Personal information
- Full name: Ronald Osmond Hartridge
- Date of birth: 8 November 1919
- Date of death: 28 May 1973 (aged 53)
- Original team(s): South Melbourne Tech Col
- Height: 179 cm (5 ft 10 in)
- Weight: 80 kg (176 lb)

Playing career^{1}
- Years: Club / Games (Goals)
- 1938–1940: St Kilda / 15 (11)
- 1943–1946: South Melbourne / 50 (71)
- Total:  / 65 (82)
- ^{1} Playing statistics correct to the end of 1946.

= Ron Hartridge =

Australian rules footballer

Ronald Osmond Hartridge (8 November 1919 – 28 May 1973) was an Australian rules footballer who played with St Kilda and South Melbourne in the Victorian Football League (VFL).

Hartridge had a slow start to his career, after arriving at St Kilda from South Melbourne Technical College. A key position player, he could only put together 11 appearances in his first three seasons and then didn't play any VFL football in 1941 and 1942.

He had his first seasons with South Melbourne in 1943 and the following year was finally able to make regular appearances, playing 17 games.
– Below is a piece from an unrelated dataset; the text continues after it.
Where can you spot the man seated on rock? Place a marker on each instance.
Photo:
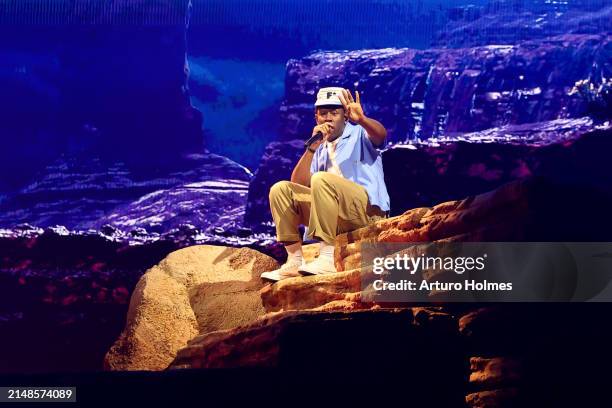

In 1944 he also kicked 31 goals to top South Melbourne's goal-kicking. He didn't miss a single game in 1945 and was again successful up forward with 32 goals, but would only play as a reserve in the 1945 VFL Grand Final. In 1947 he made two appearances early in the season but would finish the year at Coburg in the Victorian Football Association.